Storage is billed per pallet, per shelf-foot, or per bin per month — whichever fits the SKU. You see the breakdown on your monthly invoice with no bundled minimums hiding what you're actually paying for.
Most warehouse complaints start at receiving: containers that sit on the dock for days, miscounts that surface a month later, missing paperwork that strands inventory in 'pending' status. Our inbound process handles each of those failure modes deliberately. We confirm the PO, count to your specs, photograph any damaged inbound, and route product to its storage profile within 24 hours of receipt — measured, not aspirational.
If your manufacturer is overseas, we can receive ocean containers, less-than-container loads, or air freight directly. Domestic freight comes in via LTL or parcel. Either way the inbound process is the same.

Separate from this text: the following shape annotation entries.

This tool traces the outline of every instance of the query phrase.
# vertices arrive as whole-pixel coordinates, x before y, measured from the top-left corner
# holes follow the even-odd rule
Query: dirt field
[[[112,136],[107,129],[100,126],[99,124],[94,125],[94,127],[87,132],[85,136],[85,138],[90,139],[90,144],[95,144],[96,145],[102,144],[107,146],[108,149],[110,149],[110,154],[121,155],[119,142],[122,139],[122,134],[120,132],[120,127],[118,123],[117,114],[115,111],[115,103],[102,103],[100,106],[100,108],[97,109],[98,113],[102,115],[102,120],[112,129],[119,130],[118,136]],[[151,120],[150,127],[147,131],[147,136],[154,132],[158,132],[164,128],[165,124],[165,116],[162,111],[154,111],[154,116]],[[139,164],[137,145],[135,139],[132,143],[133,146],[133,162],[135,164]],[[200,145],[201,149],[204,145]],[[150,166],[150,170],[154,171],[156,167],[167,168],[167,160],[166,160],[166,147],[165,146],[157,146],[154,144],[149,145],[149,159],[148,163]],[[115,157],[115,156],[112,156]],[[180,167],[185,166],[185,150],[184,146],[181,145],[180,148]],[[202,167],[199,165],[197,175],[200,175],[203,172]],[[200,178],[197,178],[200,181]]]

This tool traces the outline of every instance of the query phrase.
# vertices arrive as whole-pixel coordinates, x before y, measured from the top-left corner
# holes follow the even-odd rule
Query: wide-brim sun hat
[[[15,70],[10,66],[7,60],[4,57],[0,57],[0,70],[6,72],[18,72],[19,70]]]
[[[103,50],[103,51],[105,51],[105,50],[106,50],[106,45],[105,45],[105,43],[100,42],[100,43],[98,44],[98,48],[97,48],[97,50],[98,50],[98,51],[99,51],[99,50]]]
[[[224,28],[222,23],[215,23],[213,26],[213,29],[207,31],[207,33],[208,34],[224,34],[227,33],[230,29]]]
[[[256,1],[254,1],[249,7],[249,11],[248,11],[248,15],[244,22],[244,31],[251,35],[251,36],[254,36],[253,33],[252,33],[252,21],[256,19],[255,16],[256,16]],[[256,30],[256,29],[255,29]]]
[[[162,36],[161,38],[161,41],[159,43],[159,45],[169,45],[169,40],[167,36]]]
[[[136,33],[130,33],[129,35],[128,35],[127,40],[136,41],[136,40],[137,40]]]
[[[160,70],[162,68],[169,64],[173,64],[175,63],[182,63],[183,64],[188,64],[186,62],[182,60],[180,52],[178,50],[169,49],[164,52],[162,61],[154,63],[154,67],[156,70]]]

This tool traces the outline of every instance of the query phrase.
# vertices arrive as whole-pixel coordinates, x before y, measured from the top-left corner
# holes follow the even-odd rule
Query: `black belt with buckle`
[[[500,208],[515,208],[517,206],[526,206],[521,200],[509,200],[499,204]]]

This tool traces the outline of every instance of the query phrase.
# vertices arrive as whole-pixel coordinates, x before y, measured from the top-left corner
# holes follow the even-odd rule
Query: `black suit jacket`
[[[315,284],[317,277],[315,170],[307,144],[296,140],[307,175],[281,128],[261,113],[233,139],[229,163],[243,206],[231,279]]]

We run perpetual cycle counts — small samples daily rather than annual wall-to-wall — and surface variances in the dashboard for your team to investigate. Annual physicals are available if your auditor or insurance requires them, but the perpetual count usually catches issues before they become surprises at year-end.
Inventory accuracy is published as an account metric, not just measured internally. Most accounts run above 99.2%. When it slips, the dashboard flags which SKU and your team gets a write-up of the corrective action.
Most growing brands need 2-3x baseline storage for the 90 days leading into peak. We plan that capacity in advance with each account so we're not bidding for floor space the week before BFCM. Storage rates may shift seasonally on overflow, but that's stated up front in the agreement, not added quietly.